عَنْ أَبي العَباس سَعدِ بنِ سَهلٍ السَّاعِدي رضي الله عنه قَالَ: جَاءَ رَجُلٌ إِلَى النبي صلى الله عليه وسلم فَقَالَ: يَا رَسُول الله: دُلَّني عَلَى عَمَلٍ إِذَا عَمَلتُهُ أَحَبَّني اللهُ، وَأَحبَّني النَاسُ؟ فَقَالَ: (ازهَد في الدُّنيَا يُحِبَّكَ اللهُ، وازهَد فيمَا عِندَ النَّاسِ يُحِبَّكَ النَّاسُ) حديث حسن رواه ابن ماجة وغيره بأسانيد حسن.

Dari Abul Abbas Sa’d bin Sahl As-Sa’idiy radhiallahu ‘anhu, beliau berkata, “Telah datang seseorang kepada Nabi shalallahu ‘alaihi wa sallam lalu dia berkata, “Wahai Rasulullah tunjukkanlah kepadaku suatu amalan yang jika aku mengerjakannya, niscaya Allah akan mencintaiku dan orang-orang pun akan mencintaiku?.” Maka Nabi shalallahu ‘alaihi wa sallam bersabda, “Bersikap zuhudlah di dunia, niscaya Allah akan mencintaimu, dan zuhudlah pada apa yang dimiliki orang-orang, niscaya orang-orang akan mencintaimu.” Hadis hasan, diriwayatkan oleh Ibnu Majah dan selain beliau dengan sanad-sanad yang hasan.

Diantara faedah-faedah yang dapat dipetik dari hadis ini:

1.    Semangatnya para sahabat radhiyallahu ‘anhum untuk bertanya kepada Nabi shalallahu ‘alaihi wa sallam tentang apa yang bermanfaat bagi mereka.

2.    Bahwasanya seseorang dengan keadaan tabiatnya itu menyukai jika Allah ta’ala dan orang-orang mencintainya dan dia tidak suka jika Allah ta’ala dan orang-orang membencinya, maka Nabi shalallahu ‘alaihi wa sallam menjelaskan apa yang berkaitan dengan hal tersebut.

3.    Bahwasanya siapa saja yang bersikap zuhud di dunia, niscaya dia akan dicintai oleh Allah ta’ala, karena sesungguhnya bersikap zuhud di dunia itu mengharuskan ar-raghbah (mengharapkan akhirat), dan sungguh makna zuhud adalah: Bahwasanya dia meninggalkan apa yang tak bermanfaat bagi akhirat.

4.    Bahwasanya bersikap zuhud terhadap apa yang dimiliki orang-orang merupakan sebab kecintaan orang-orang kepada engkau.
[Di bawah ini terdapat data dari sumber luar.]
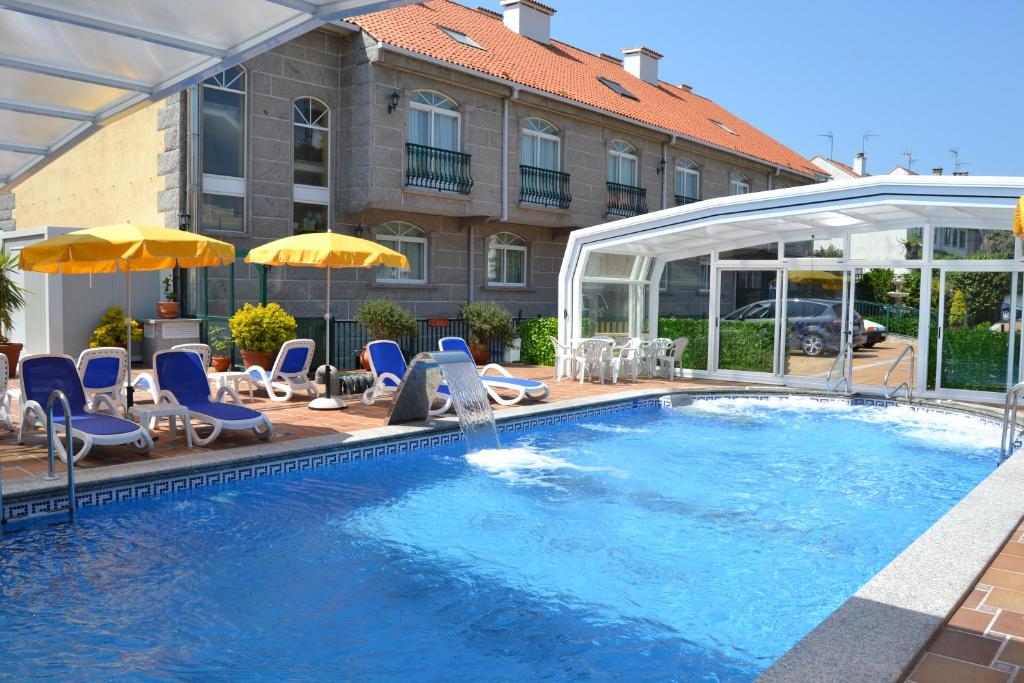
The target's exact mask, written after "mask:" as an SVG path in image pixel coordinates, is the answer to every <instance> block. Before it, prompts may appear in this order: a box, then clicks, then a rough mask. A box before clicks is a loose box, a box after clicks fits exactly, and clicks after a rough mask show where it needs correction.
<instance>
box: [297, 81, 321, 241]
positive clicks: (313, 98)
mask: <svg viewBox="0 0 1024 683" xmlns="http://www.w3.org/2000/svg"><path fill="white" fill-rule="evenodd" d="M330 124H331V115H330V112H329V111H328V109H327V104H325V103H324V102H322V101H319V100H318V99H314V98H312V97H300V98H299V99H296V100H295V101H294V102H293V103H292V182H293V185H292V231H293V232H317V231H318V232H323V231H324V230H326V229H327V227H328V221H329V220H330V216H331V211H330V209H331V191H330V189H329V185H330V177H331V173H330V168H331V164H330V154H331V153H330V150H331V125H330Z"/></svg>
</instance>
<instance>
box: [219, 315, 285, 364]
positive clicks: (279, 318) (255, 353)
mask: <svg viewBox="0 0 1024 683" xmlns="http://www.w3.org/2000/svg"><path fill="white" fill-rule="evenodd" d="M227 327H228V328H229V329H230V331H231V338H232V340H233V341H234V344H236V346H238V347H239V349H240V350H241V351H242V362H243V365H244V366H245V367H246V368H251V367H253V366H259V367H260V368H265V369H269V368H270V366H271V365H272V364H273V356H274V355H275V354H276V353H278V349H280V348H281V345H282V344H284V343H285V342H287V341H288V340H289V339H295V331H296V330H297V329H298V325H297V324H296V323H295V318H294V317H292V316H291V315H289V314H288V313H287V312H286V311H285V309H284V308H282V307H281V306H280V305H278V304H275V303H268V304H266V305H263V304H260V305H258V306H254V305H252V304H249V303H247V304H246V305H245V306H243V307H242V308H240V309H239V310H237V311H234V314H233V315H231V316H230V317H229V318H228V319H227Z"/></svg>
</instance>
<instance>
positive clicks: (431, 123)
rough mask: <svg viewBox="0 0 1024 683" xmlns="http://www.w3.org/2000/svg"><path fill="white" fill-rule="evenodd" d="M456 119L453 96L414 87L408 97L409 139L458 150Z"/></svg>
mask: <svg viewBox="0 0 1024 683" xmlns="http://www.w3.org/2000/svg"><path fill="white" fill-rule="evenodd" d="M460 120H461V118H460V115H459V111H458V106H457V105H456V103H455V101H454V100H452V99H451V98H449V97H445V96H444V95H442V94H440V93H439V92H434V91H433V90H417V91H416V92H414V93H413V96H412V97H411V98H410V100H409V141H410V142H412V143H413V144H422V145H423V146H427V147H436V148H438V150H450V151H452V152H459V124H460Z"/></svg>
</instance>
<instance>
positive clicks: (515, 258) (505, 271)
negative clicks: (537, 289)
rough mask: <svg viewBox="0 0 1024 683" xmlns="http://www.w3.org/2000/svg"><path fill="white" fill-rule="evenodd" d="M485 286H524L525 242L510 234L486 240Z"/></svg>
mask: <svg viewBox="0 0 1024 683" xmlns="http://www.w3.org/2000/svg"><path fill="white" fill-rule="evenodd" d="M487 285H488V286H490V287H525V286H526V241H525V240H523V239H522V238H520V237H518V236H516V234H512V233H511V232H499V233H498V234H494V236H492V237H490V238H489V239H488V240H487Z"/></svg>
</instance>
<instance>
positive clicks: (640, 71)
mask: <svg viewBox="0 0 1024 683" xmlns="http://www.w3.org/2000/svg"><path fill="white" fill-rule="evenodd" d="M623 55H625V58H624V59H623V69H625V70H626V71H627V72H628V73H630V74H632V75H633V76H636V77H637V78H638V79H640V80H641V81H646V82H648V83H650V84H651V85H657V60H658V59H660V58H662V54H659V53H658V52H655V51H654V50H652V49H650V48H648V47H627V48H626V49H625V50H623Z"/></svg>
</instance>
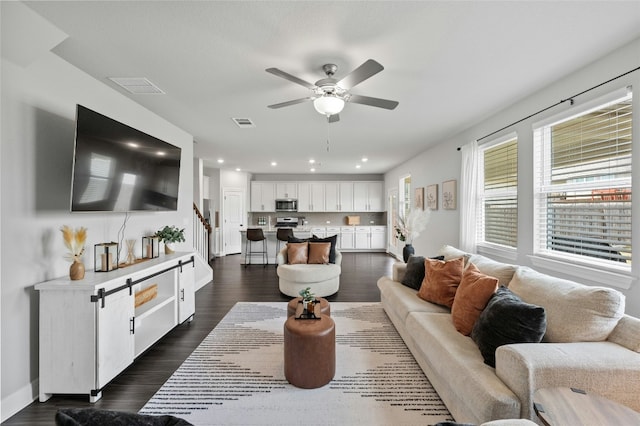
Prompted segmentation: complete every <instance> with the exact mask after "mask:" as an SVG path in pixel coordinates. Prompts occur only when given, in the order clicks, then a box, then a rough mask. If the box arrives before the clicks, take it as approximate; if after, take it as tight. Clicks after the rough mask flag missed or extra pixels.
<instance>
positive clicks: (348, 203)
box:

5.    Bahwasanya bersikap tamak atau serakah di dunia dan bergantung dengannya itu adalah sebab kemurkaan Allah ta’ala kepada seorang hamba dan bahwasanya bersikap tamak pada apa yang dimiliki orang-orang dan berharap kepadanya itu akan mengundang kebencian orang-orang kepada hamba tersebut, dan bersikap zuhud terhadap apa yang ada di tangan-tangan mereka itu adalah sebab terbesar kecintaan mereka.

Sumber: At-Ta’liqat Alal Arbain An-Nawawiyyah karya Asy-Syekh Muhammad bin Shalih al Utsaimin rahimahullah, Cetakan Darul Atsar Halaman 105-106.